This latest novel by the great spymaster le Carre´ is a “must read” for every Germanophile British person, which, I admit, needn´t necessarily mean a lot.
Anyway, it starts out very p.c. We meet Ted Mundy, an Englishman in his fifties, who lives in Munich together with his Turkish common law wife, a former prostitute, and her son. He earns his living as a guide to English-speaking tourists in Linderhof Castle. We listen in to one of his tours and are given a precious little masterpiece, a tour d´ horizon of Bavarian history by le Carre´.

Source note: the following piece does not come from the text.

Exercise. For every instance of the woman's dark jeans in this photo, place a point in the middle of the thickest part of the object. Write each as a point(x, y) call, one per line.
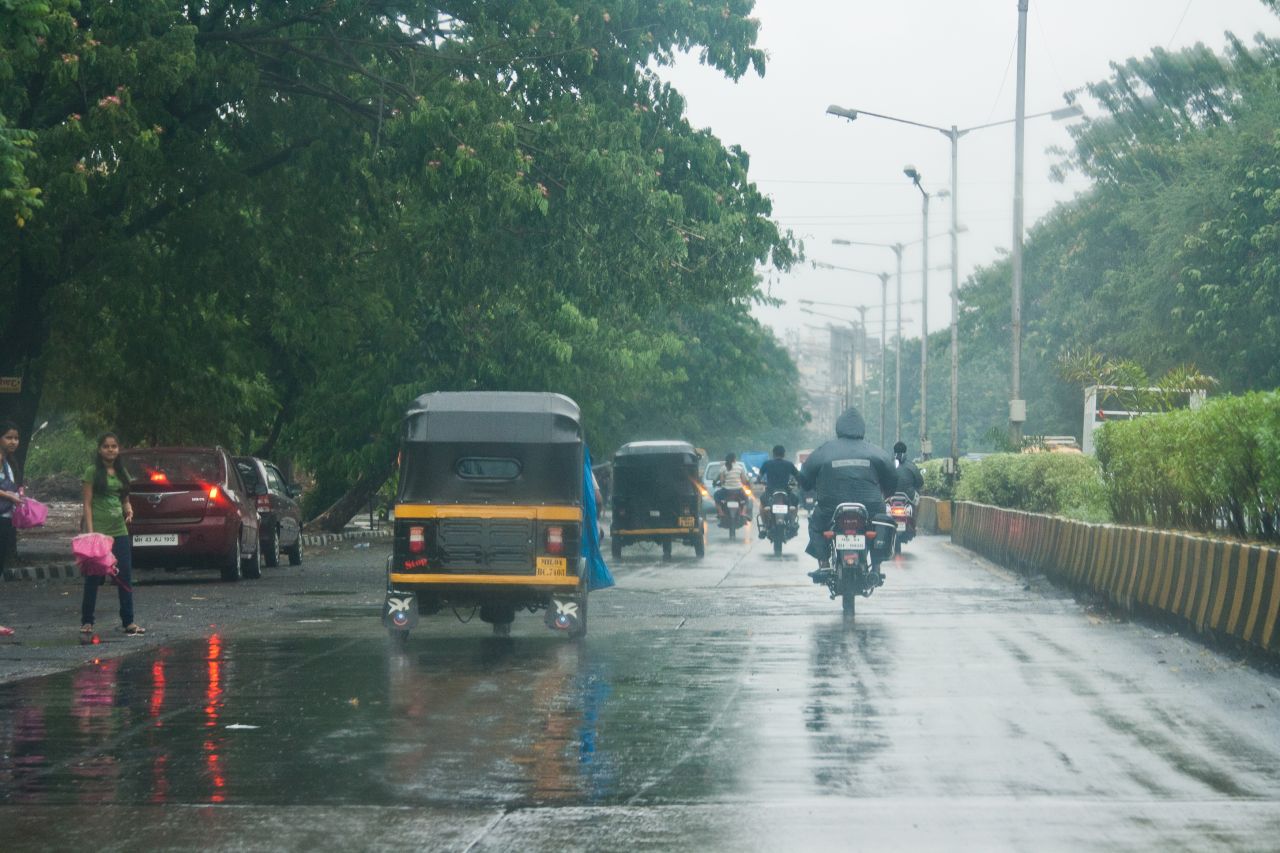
point(123, 550)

He then guides us back in time to the Berlin of the 70s and we meet Mundy again right where the action is, in a students´community. His love for German literature brought him there, but now he follows his friend Sasha and lover Judith, who fight against fascist pigs et al. He is arrested during a demonstration and sent back to Britain, where he becomes a third rate teacher at a likewise school. It all sounds very autobiographic. In due course Mundy joins the British Council, i. e. the Secret Service and Sasha is his counterpart in East Germany. All this is really splendid reading.
Well, the last bit is just as p.c. as the beginning, naturally, as we follow Mundy to the year 2003. Le Carre´uses his protagonist as a storefront for his own frustration with and hate for everything American. Like a good German he loudly proclaims his furor about the Iraq War and poor Mundy has to pay for it with his life.